La critica tuttavia è un processo diverso, malsano e che scatta quasi in automatico. Premesso che secondo me non esistono critiche costruttive, ma esistono solo le critiche, colui che critica compulsivamente ha bisogno di proiettare fuori di sé aspetti che non riesce a “digerire” dell'altro, siano essi portatori di negatività che portatori di positività.
Come è possibile liberarsi dal giudizio degli altri?
Lavorando sulla propria autostima si impara a farsi scivolare addosso le critiche degli altri. Chi è in equilibrio con se stesso riesce a disinnescare la mina della critica altrui, la intercetta e la rispedisce al mittente, meglio ancora se con un sorriso!

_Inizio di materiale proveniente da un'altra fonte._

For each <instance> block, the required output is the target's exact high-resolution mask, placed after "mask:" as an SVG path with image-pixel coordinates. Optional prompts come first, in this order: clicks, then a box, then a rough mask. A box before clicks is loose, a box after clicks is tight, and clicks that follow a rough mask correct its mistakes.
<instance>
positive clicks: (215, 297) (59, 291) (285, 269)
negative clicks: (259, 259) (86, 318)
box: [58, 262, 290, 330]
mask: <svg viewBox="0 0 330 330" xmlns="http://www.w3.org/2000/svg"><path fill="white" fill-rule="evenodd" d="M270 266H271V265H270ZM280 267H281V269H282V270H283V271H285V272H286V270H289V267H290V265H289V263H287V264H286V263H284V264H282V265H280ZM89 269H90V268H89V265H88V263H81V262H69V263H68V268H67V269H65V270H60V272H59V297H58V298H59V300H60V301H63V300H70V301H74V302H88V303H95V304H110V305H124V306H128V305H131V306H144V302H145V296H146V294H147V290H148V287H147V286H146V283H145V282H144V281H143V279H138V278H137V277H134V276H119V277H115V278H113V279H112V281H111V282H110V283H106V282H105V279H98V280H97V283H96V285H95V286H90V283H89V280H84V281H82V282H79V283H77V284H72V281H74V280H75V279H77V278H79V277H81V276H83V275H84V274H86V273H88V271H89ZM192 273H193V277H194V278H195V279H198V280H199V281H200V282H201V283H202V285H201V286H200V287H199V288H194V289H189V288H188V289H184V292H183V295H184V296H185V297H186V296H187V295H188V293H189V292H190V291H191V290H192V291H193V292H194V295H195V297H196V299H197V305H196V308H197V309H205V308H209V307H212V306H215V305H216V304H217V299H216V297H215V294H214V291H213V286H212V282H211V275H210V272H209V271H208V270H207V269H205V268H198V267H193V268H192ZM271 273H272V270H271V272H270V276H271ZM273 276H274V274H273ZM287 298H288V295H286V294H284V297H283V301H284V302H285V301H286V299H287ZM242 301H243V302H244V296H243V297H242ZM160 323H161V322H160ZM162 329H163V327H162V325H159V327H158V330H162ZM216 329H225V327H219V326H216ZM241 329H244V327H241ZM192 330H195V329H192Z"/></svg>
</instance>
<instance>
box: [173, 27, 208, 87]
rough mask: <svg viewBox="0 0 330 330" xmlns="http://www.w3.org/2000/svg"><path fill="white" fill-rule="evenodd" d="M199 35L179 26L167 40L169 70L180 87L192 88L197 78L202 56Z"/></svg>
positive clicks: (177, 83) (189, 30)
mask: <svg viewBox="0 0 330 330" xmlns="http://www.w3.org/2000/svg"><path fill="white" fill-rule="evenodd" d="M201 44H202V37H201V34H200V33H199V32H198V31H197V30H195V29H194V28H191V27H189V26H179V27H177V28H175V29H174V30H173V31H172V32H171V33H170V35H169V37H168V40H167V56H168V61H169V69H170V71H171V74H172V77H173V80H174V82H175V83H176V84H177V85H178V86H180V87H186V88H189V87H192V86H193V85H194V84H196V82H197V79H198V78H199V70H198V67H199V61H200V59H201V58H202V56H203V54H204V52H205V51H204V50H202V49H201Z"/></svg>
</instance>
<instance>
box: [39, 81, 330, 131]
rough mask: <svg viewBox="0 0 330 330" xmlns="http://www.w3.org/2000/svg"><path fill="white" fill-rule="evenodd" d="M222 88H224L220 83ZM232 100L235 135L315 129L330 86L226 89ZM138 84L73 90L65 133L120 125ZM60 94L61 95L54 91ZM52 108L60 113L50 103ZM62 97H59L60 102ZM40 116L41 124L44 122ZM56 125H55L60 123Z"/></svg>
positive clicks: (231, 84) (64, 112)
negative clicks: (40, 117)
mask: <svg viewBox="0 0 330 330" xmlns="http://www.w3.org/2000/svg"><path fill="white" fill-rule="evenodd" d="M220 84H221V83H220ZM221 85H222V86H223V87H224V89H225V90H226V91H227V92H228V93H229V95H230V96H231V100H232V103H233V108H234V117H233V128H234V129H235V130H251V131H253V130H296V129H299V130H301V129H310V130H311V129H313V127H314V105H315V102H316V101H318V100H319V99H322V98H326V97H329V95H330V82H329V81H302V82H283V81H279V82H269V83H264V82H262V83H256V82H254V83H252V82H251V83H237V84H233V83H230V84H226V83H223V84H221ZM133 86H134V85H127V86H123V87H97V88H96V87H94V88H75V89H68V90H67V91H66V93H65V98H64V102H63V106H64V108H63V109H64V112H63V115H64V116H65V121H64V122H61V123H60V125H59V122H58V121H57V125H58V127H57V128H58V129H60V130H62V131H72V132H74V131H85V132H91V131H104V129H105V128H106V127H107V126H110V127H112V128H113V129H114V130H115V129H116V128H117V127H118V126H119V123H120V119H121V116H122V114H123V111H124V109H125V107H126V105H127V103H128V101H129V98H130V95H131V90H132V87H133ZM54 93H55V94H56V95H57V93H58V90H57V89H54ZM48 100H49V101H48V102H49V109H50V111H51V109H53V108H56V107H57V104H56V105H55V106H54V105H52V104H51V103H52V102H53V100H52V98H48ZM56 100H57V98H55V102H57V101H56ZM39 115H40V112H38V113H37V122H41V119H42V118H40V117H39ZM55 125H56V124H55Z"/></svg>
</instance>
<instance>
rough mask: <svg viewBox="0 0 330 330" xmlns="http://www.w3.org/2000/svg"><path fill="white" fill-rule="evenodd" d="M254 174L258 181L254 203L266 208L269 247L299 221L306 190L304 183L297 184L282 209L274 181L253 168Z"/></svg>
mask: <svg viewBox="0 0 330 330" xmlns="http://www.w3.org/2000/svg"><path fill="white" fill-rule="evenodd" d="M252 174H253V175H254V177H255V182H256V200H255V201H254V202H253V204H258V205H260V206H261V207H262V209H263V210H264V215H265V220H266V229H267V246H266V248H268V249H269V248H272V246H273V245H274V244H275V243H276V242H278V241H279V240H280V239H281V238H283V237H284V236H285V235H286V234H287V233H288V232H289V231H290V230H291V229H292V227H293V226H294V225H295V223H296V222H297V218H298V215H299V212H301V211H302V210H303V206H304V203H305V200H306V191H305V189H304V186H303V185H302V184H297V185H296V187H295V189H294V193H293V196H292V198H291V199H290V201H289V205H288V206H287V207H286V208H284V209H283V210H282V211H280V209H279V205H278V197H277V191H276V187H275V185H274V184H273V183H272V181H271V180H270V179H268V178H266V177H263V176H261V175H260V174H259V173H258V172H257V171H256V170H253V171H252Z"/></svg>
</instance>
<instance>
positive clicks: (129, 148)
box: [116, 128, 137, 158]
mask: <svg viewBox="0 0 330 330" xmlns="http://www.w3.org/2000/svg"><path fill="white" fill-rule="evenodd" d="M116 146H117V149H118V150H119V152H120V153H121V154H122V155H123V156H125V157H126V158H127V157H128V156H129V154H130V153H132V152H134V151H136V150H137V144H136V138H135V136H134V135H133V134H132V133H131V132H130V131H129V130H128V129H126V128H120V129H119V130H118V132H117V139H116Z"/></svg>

Quali sono i ruoli del “Triangolo drammatico” - di cui parla lo psicologo statunitense Sfefan Karpman - che bisogna evitare per instaurare relazioni sane?
Secondo Karpman - uno dei teorici dell'Analisi Transazionale - le relazioni possono strutturarsi su una forma di un triangolo rovesciato ai cui vertici si trovano i tre possibili ruoli ricoperti dai due membri della relazione: Vittima, Carnefice o Salvatore.
Una relazione così strutturata non è una relazione sana, perché - anche se inconsapevolmente – ogni soggetto manipola l'altro e ne viene a sua volta manipolato. Nessuno dei due si comporta in modo genuino e autentico. Per modificare una relazione di questo tipo è necessario “uscire dal triangolo”, cioè smettere di ricoprire il ruolo di Salvatore, Persecutore o Vittima. Facile a dirsi, molto difficile a farsi, soprattutto nelle relazioni di lunga durata, che in genere sono nate proprio perché le due persone si sono “attratte” a vicenda grazie a ruoli complementari.
I Ruoli di Vittima, Carnefice e Salvatore, quali limiti hanno?
Sono ruoli, appunto, e sono necessariamente incanalati su un binario fisso, schematico, senza via di uscita. Tali ruoli non possono che sfociare in una “coazione a ripetere”.
La Vittima è costretta a interpretare questo ruolo perché non ne conosce altri, ha imparato a codificare il mondo nella modalità “Quello che mi succede è sempre colpa degli altri”. Ogni relazione in cui sarà coinvolta, ogni situazione nuova che dovrà affrontare la vedrà agire sempre in questo ruolo, immutabile e senza sbocchi. A meno che non decida di voler spezzare questa catena a cui inconsapevolmente ha legato se stessa, e avviare un cambiamento. Di conseguenza, ogni cambiamento che essa porterà nella sua vita genererà un cambiamento in tutti i soggetti che in un modo o in un altro gravitano intorno a lei.
Per una relazione di coppia soddisfacente ed equilibrata, che lavoro occorre fare su se stessi?
Puoi amare un'altra persona solo quando hai imparato ad amare te stesso. Sei la prima persona al mondo che devi imparare ad accettare, ecco il presupposto indispensabile per una relazione di coppia sana ed equilibrata. L'amore non è “bisogno”, non è la stampella cui aggrapparsi e non è neanche il cestino dei rifiuti in cui scaricare tutte le proprie frustrazioni. Tutto questo materiale “non riciclabile” va smaltito in prima persona. Il partner va rispettato e il tempo da trascorrere insieme va onorato.
Quali diversità di comportamento occorre integrare per favorire il rapporto tra i due sessi?
La coppia sana presuppone la libertà di essere se stessi, la capacità di accogliere anche i lati del partner che ci piacciono poco. “Io lo cambierò” è una strada che ha fatto migliaia di vittime, sentimentalmente parlando. Noi tendiamo a complicarci la vita, mentre la tensione verso la Felicità, ci dovrebbe condurre a investire sulla semplicità, per prima cosa perché: “La semplicità è la necessità di distinguere sempre, ogni giorno, l'essenziale dal superfluo” (Ermanno Olmi), secondo perché: “Se non sei in grado di spiegarlo a un bambino di otto anni, non sei in grado di spiegarlo a te stesso” (Einstein).